The Indian Stamp Act or the relevant stamp act applicable to the state requires that certain instruments be stamped at or before the time of execution. The Indian Stamp Act or any other law in force and effect in India does not address electronic records and the method of stamping electronic records. However, several states (e.g., Maharashtra, Gujarat, Karnataka, Delhi, Uttar Pradesh, Rajasthan, etc.), have amended their respective stamp acts to specifically include “electronic records,” as defined under the ITA, under the definition of an ‘instrument’, thereby extending the requirement of stamping an electronic record.

An instrument which is not adequately stamped is inadmissible as evidence in a court of law in India and may further attract penalty for evasion of payment of stamp duty. Therefore, if the relevant document requires stamp duty to be paid, careful consideration needs to be given to the ability to whether the document can be executed electronically and have the appropriate stamp tax paid.

Prohibited Documents

The documents or transactions that cannot be entered into by using an electronic signature are:

  • Negotiable instrument such as promissory notes or bills of exchange other than a check;
  • Power-of-attorney;
  • Trust deeds;
  • Will and any other testamentary disposition by whatever name called; and
  • Any contract for the sale or conveyance of immovable property or any interest in such property.

Further, documents to be notarized are generally required to be physically signed before the Notary Public.
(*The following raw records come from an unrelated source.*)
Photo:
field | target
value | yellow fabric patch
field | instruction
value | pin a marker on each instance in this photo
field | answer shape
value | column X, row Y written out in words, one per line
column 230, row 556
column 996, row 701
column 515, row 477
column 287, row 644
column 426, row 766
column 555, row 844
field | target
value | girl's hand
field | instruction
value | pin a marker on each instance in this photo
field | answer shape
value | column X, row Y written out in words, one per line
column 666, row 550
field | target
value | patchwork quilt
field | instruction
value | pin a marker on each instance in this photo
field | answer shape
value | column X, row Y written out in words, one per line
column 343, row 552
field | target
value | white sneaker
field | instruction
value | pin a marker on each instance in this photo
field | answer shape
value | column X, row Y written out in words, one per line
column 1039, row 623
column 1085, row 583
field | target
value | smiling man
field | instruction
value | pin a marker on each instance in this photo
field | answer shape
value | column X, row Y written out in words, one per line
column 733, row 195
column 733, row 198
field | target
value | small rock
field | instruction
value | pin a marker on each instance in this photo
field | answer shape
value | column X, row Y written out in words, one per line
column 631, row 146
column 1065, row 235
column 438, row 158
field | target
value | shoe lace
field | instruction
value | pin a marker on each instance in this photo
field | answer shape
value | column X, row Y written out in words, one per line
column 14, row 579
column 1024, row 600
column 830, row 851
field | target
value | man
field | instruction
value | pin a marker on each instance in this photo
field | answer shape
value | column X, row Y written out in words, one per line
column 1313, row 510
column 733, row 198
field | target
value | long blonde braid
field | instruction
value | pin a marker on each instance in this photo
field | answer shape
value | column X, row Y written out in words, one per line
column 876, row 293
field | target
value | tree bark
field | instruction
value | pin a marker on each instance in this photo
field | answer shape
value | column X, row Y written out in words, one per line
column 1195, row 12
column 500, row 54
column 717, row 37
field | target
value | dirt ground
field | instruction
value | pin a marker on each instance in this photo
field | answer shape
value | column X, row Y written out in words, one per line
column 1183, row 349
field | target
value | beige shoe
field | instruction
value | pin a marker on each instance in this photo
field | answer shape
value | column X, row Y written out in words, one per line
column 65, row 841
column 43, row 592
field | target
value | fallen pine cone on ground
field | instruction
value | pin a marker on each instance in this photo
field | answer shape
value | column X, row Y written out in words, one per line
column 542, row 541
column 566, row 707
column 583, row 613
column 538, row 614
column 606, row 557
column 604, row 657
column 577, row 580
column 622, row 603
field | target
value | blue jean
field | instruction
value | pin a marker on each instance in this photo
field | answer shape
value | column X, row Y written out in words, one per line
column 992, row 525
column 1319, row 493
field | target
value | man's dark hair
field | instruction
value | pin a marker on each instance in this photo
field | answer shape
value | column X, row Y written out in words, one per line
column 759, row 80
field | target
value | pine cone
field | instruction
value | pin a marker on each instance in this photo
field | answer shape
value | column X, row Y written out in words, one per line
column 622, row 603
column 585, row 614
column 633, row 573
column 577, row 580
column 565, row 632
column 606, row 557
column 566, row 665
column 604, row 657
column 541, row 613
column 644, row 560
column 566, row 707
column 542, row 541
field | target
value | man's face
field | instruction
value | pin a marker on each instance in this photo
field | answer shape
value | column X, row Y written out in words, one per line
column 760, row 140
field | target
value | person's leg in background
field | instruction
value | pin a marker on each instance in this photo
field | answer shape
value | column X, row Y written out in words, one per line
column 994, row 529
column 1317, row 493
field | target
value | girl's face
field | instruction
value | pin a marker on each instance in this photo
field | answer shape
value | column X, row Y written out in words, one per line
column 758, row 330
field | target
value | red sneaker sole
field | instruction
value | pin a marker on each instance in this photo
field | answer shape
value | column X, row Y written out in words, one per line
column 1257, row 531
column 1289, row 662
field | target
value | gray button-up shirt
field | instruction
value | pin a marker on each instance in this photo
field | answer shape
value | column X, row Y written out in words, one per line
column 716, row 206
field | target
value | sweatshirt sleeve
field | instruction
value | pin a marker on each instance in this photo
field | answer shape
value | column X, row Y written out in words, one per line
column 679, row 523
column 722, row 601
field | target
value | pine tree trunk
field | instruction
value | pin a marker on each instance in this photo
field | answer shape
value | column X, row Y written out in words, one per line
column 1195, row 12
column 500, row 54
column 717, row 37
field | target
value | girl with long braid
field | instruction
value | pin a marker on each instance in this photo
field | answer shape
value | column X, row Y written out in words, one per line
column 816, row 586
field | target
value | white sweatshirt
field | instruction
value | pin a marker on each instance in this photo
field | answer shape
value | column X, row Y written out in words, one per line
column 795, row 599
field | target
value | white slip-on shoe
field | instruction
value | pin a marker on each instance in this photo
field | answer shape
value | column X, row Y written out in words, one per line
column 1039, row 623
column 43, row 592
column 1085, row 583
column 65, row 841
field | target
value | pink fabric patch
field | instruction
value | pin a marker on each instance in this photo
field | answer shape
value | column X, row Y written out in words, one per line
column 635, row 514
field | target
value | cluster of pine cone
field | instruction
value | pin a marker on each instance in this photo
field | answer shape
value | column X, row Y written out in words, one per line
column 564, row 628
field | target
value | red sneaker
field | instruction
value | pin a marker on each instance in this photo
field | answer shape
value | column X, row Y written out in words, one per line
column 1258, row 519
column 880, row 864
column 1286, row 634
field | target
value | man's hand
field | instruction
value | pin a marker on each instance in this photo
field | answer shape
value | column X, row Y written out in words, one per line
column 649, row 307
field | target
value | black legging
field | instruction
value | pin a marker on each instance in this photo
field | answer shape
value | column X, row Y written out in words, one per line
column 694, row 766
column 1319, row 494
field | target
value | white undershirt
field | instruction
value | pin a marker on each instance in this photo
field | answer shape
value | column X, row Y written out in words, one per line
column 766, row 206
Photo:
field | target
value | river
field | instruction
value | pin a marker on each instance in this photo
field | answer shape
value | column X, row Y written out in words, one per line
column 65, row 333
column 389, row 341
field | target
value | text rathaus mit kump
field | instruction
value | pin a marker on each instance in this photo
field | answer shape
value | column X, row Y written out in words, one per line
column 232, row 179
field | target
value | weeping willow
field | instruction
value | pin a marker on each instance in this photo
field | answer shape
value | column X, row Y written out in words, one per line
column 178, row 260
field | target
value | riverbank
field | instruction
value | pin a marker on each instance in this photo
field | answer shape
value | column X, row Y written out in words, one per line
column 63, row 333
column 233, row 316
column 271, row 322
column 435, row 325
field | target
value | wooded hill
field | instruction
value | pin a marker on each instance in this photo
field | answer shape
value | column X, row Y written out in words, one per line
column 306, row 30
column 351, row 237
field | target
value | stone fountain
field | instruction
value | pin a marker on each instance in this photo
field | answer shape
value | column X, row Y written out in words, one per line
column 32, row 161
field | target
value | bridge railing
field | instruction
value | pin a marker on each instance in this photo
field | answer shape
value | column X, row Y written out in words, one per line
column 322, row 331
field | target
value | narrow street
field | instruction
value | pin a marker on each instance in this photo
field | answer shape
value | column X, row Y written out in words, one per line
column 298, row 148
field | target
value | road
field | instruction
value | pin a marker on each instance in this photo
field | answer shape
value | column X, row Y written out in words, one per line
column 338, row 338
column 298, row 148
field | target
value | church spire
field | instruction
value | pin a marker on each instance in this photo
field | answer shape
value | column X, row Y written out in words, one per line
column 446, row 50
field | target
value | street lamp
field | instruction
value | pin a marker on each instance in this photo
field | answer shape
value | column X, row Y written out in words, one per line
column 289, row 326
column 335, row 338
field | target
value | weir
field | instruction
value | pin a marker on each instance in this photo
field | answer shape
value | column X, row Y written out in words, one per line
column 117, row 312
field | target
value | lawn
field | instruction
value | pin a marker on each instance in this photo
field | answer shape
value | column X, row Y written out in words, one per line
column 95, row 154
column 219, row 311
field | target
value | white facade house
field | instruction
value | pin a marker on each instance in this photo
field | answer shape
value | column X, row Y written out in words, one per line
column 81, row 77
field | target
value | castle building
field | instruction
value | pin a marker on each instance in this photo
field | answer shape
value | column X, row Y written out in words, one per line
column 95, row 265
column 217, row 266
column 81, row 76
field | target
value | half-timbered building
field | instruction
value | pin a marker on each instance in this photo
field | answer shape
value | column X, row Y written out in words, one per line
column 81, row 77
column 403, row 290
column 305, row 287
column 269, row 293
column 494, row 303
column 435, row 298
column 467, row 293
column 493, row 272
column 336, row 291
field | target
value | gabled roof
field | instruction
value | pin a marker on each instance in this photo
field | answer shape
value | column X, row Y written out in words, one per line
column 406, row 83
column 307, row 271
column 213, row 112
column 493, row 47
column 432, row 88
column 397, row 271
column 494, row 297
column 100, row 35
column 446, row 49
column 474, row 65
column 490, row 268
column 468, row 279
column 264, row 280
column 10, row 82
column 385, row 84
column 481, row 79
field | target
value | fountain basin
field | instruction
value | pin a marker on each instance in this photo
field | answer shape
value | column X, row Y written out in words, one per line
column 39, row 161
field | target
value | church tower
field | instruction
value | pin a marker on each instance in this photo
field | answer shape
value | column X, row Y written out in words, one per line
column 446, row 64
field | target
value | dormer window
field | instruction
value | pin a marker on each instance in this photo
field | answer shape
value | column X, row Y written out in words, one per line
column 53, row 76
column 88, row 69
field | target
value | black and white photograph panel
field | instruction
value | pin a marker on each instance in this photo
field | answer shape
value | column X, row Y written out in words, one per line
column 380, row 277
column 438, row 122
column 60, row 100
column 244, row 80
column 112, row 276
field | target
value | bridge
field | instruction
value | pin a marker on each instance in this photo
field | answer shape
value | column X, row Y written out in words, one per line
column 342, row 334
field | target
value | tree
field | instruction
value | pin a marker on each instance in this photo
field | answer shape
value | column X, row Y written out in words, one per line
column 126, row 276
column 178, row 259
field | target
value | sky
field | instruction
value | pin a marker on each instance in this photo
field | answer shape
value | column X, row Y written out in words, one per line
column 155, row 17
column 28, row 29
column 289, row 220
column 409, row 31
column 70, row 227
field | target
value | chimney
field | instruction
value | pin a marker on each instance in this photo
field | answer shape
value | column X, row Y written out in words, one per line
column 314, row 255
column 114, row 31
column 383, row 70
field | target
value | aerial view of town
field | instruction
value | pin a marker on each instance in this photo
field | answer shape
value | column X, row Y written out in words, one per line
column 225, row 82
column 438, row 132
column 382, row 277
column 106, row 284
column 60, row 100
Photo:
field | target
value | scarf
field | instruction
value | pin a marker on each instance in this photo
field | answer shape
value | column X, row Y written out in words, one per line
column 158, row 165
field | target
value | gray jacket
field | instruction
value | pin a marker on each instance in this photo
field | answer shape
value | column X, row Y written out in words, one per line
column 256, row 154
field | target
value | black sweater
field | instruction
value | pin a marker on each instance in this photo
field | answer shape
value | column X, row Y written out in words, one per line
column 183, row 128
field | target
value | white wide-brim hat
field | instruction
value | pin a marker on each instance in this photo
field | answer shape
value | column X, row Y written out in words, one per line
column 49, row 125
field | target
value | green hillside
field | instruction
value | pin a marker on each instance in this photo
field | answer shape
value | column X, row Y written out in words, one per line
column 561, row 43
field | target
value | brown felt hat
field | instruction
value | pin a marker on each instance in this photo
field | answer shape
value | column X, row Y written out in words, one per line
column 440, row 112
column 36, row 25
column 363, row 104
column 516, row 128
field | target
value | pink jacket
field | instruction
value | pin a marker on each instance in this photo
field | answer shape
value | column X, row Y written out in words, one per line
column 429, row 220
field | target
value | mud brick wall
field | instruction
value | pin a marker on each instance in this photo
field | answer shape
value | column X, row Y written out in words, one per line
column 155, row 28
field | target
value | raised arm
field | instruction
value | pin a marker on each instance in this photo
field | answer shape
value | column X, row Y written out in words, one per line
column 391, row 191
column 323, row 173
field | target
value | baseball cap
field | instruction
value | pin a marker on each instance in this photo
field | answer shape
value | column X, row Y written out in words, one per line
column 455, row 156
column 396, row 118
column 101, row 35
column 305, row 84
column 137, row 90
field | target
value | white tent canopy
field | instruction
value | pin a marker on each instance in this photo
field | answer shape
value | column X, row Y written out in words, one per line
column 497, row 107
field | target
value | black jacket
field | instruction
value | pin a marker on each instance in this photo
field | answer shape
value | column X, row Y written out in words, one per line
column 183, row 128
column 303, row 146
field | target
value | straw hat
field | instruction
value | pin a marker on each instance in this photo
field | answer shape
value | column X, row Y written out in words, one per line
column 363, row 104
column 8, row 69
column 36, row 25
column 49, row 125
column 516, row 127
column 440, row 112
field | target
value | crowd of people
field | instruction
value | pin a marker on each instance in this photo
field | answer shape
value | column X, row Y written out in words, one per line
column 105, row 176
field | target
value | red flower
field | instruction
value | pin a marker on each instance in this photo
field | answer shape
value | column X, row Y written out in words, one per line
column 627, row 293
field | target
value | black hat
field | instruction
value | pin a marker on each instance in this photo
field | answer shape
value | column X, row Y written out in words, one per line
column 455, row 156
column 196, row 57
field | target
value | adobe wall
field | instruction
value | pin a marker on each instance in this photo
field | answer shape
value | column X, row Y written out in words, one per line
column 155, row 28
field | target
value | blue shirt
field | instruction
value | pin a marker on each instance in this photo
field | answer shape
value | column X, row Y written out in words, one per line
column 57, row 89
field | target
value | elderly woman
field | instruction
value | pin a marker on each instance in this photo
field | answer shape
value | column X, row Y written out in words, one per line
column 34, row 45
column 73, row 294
Documents requiring registration are also to be physically signed before the concerned registrar.

Do parties need to consent to use electronic signatures in India?

India does not contain any formal consent requirements for the use of electronic signatures.

What are the key factors pertaining to the enforcement of electronic signatures in India?

For electronic signatures that are not recognized electronic signatures under the ITA, key factors include: (a) the agreement should not be contrary to law; (b) the terms of the agreement should not be unconscionable; (c) the acceptance must be absolute and unqualified for which the user must be identifiable; (d) the agreement should be rendered tamper-evident after application of the electronic signature, and (e) an audit log should be maintained, also rendered tamper-evident, that captures all the relevant actions taken during the signing session.
* Disclaimer: This page is for informational purposes only. This page is designed to provide a background on the legal framework for electronic signatures in the respective country. This page is not legal advice and should not be used or relied upon as legal advice. You should seek legal counsel regarding any legal questions you have regarding the use of electronic signatures in this jurisdiction. To the maximum extent permitted by law, airSlate provides this page and the material on this page on an “as-is” basis. airSlate disclaims and makes no representation or warranty of any kind with respect to this page or the material on this page, express, implied or statutory, including representations, guarantees or warranties of merchantability, fitness for a particular purpose, or accuracy.